Acordou com o rangido da porta que abria. A luz invadiu a sala escura, golpeou seus olhos, mas não chegou ao coração. Sabia o porquê de sua soltura. Sabia também que nem pai, nem mãe, nem ninguém poderia afastar dele o derradeiro cálice de vinho tinto de sangue. Saindo da sala, pôde ver a vida. Andava pelos corredores como crianças andam pelo zoológico. Os animais em cativeiro não causavam pena, tampouco medo, talvez causassem uma espécie de interesse mórbido, posto que ele, até agora pouco, era um deles. Obviamente era proibido alimentar os bichos, então nem tentou.
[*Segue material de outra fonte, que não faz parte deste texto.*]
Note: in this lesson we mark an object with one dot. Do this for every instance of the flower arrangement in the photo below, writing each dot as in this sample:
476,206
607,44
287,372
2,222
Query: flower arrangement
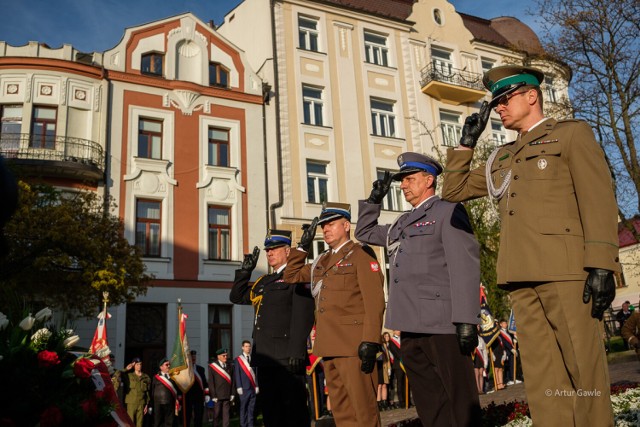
44,383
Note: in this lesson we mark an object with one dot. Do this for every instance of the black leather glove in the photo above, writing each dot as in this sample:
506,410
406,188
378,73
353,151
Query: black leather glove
295,365
467,337
250,260
367,352
308,235
601,286
474,125
380,189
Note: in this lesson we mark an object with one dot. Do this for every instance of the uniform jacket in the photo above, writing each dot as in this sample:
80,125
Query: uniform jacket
350,305
284,317
434,272
558,215
220,388
136,388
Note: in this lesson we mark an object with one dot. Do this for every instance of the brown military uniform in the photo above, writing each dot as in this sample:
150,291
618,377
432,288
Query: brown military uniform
349,311
558,219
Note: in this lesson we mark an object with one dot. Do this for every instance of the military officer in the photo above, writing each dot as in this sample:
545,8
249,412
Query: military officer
347,284
433,290
283,320
558,243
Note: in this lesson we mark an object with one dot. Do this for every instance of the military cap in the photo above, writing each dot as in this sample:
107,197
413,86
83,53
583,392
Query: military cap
333,211
506,79
410,162
277,238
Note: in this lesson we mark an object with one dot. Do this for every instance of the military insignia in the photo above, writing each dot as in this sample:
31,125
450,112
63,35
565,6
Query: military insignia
542,164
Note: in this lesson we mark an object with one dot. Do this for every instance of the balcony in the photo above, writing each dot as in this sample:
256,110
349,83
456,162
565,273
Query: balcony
58,156
451,85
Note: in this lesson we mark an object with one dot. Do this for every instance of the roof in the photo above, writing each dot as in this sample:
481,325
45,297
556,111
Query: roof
505,31
398,10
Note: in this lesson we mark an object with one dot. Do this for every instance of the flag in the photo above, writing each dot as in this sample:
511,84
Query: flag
99,344
489,328
181,371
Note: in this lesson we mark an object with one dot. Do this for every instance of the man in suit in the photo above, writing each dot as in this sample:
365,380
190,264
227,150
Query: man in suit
246,383
433,290
558,242
347,284
283,320
164,394
194,400
221,387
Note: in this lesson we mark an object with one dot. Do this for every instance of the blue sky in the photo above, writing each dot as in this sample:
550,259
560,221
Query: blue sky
98,25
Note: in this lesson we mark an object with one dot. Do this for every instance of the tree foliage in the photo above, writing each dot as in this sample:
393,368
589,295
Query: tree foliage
600,41
65,249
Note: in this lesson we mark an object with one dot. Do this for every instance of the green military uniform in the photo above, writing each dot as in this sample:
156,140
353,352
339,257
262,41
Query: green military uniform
136,395
558,220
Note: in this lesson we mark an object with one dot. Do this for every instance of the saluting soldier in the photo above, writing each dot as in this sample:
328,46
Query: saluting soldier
558,243
347,284
283,320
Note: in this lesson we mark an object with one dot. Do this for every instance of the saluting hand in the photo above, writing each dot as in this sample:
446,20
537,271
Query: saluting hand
380,189
251,260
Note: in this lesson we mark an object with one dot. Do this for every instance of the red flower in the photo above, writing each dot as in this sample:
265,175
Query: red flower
51,417
82,368
47,359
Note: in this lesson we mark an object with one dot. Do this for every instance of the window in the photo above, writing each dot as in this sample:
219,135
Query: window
394,200
308,33
441,60
317,180
451,128
312,105
218,75
152,63
219,233
43,127
219,321
549,90
375,49
498,132
150,138
218,148
383,120
148,222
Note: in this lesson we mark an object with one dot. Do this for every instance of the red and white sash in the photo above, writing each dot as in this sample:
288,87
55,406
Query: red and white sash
248,370
220,371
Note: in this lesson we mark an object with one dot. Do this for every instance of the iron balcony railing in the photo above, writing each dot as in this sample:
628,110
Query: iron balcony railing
24,146
454,76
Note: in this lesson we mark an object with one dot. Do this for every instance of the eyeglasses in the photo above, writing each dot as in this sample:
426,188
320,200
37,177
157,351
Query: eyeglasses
504,100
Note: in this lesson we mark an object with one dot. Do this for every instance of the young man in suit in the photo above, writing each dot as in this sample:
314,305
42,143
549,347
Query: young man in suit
283,321
433,290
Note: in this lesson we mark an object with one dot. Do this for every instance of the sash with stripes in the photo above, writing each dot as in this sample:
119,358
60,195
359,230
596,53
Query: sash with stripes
220,371
247,370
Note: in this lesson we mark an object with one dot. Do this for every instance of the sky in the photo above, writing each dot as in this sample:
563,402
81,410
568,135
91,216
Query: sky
98,25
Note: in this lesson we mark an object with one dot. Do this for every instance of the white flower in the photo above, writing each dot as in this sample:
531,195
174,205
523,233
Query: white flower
41,335
27,323
43,314
3,321
71,341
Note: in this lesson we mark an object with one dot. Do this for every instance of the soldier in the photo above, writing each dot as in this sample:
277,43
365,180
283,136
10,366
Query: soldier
283,320
347,285
433,290
221,387
136,391
558,243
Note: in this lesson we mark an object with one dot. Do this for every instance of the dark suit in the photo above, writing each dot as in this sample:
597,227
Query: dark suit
283,321
194,399
221,388
434,284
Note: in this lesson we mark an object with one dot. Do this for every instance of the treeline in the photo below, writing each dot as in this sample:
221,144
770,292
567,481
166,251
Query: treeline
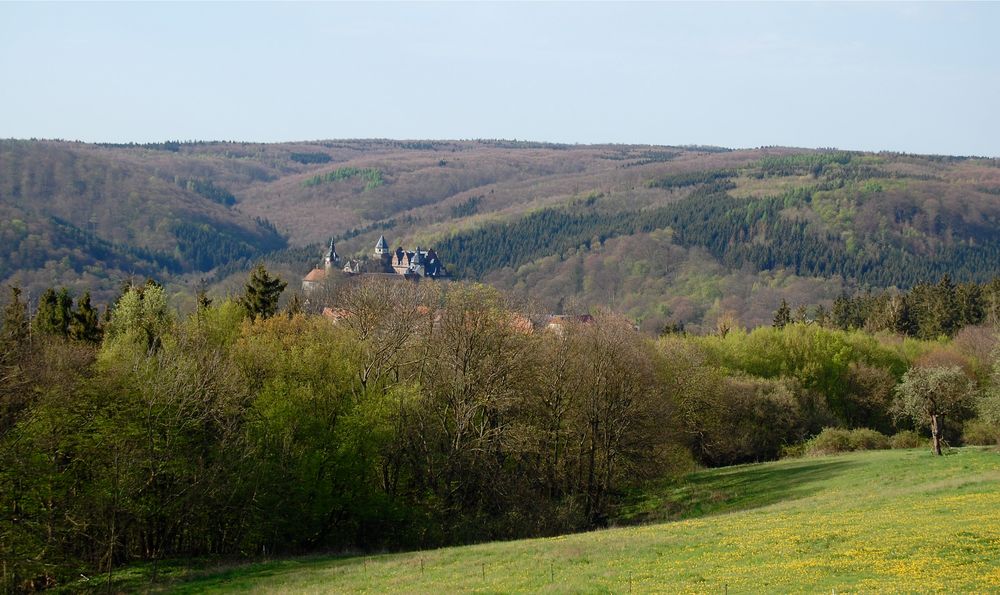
372,177
207,189
203,246
308,158
426,415
738,232
685,179
927,311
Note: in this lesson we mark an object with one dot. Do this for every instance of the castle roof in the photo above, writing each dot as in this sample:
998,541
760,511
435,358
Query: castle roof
315,275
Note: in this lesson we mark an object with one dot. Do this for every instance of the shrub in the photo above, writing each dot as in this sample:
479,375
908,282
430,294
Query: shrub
834,440
865,439
977,432
907,439
829,441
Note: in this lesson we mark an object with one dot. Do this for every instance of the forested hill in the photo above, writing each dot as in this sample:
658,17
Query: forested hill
663,234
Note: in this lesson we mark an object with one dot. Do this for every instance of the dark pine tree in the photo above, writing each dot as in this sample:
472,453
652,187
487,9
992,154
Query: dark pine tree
86,323
783,315
15,320
55,310
261,293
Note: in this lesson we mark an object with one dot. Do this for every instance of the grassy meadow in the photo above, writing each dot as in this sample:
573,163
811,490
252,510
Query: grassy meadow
882,521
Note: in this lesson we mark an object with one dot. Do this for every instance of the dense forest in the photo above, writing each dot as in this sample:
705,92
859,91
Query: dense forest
428,414
666,236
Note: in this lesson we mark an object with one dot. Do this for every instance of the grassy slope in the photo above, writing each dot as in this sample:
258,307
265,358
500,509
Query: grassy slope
876,521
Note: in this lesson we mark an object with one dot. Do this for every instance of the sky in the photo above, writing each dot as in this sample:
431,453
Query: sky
919,78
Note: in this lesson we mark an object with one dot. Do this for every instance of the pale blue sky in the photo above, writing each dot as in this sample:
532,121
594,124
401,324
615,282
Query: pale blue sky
913,77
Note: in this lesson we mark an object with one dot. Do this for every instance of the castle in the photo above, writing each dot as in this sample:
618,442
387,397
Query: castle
408,264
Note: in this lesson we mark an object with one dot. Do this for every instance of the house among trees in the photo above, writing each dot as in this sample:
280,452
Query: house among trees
407,264
316,277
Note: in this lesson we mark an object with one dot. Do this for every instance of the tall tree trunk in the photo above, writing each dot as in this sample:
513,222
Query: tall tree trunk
936,435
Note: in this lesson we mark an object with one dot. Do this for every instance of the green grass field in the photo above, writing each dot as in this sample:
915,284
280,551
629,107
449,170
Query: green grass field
887,521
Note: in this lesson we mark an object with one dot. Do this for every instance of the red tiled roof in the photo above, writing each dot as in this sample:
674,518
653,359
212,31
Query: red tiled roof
315,275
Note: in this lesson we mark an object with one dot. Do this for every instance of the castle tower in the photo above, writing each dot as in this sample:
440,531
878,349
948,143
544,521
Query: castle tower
383,254
331,258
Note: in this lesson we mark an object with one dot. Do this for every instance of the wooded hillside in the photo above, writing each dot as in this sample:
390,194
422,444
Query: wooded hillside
664,235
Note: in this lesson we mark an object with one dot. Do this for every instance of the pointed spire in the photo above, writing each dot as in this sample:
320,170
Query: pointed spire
331,257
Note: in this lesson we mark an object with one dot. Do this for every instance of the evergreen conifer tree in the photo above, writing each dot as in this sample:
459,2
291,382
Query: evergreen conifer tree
55,311
783,316
261,293
86,325
15,319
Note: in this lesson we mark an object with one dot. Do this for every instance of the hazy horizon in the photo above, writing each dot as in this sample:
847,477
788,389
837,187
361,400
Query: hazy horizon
917,78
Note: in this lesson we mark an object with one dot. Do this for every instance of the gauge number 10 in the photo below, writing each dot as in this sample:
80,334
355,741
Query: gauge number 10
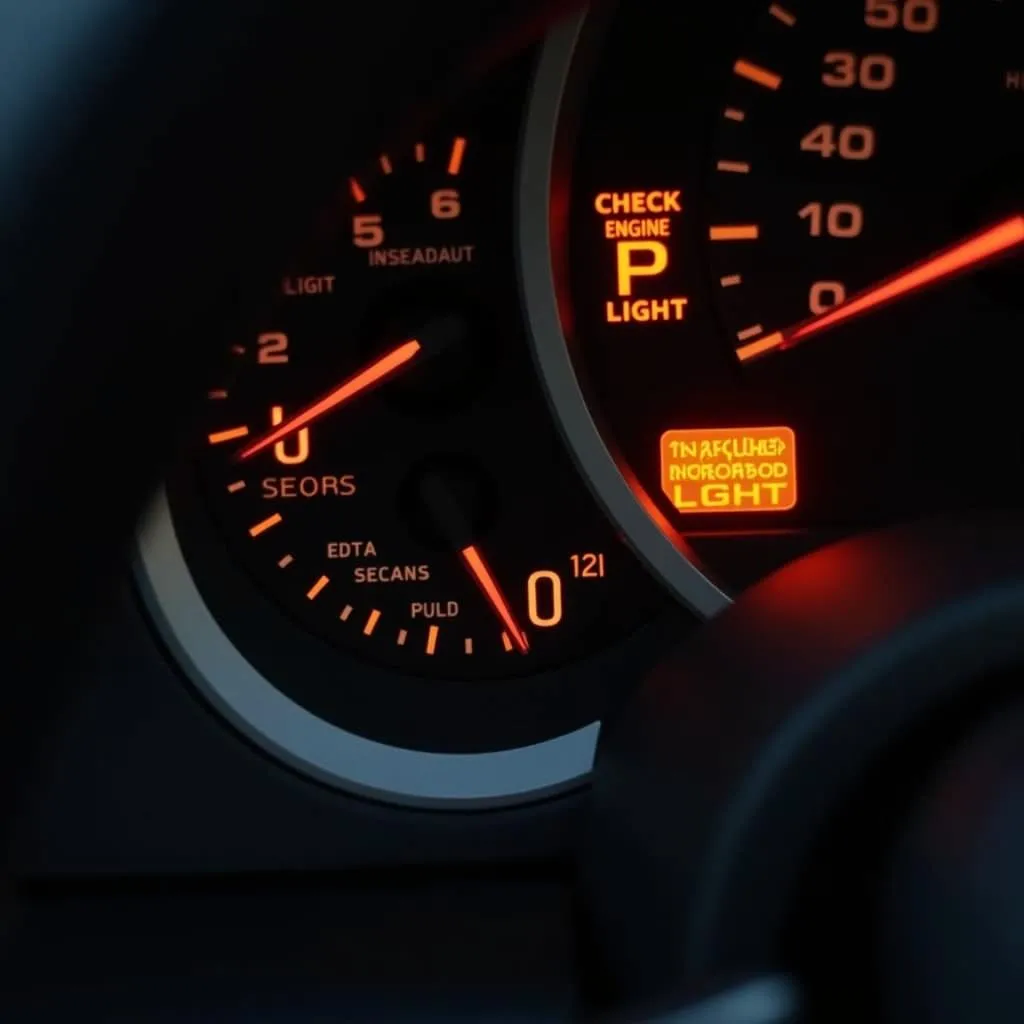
544,588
Se aproximava do ponto onde as celas acabavam. Em terreno aberto poderia planejar uma fuga. Infelizmente estava cansado e faminto demais para correr e o carro que o aguardava estava parado a poucos metros da saída da gaiola. Não se sabe quem, o levou não se sabe para onde e fez não se sabe o quê. Só se sabe que ele desapareceu. O resto é segredo de estado.
Matheus Borelli

Procuro uma imagem. Destas que sejam verdadeiras. Genuína em sua textura. E de cor forte de preferência. Não quero nada que seja pré-fabricado. Poses laterais de pescoço virado. Quero ordem sim, mas nascida da própria sombra. Sombras! Embora a luz seja o fundamental. Bom gosto? Bom, gosto se releva. Gosto de relevos. Montanhas cheias. Ares e chão. Procuro uma imagem, apenas uma. Não precisa ser inteira, mas que pelo menos complete o pensamento. A Gestalt. Uma imagem apenas, seja ela em forma pergunta ou resposta.
ResponderExcluirGostei do seu texto.
Abraços!
Renato Ribeiro.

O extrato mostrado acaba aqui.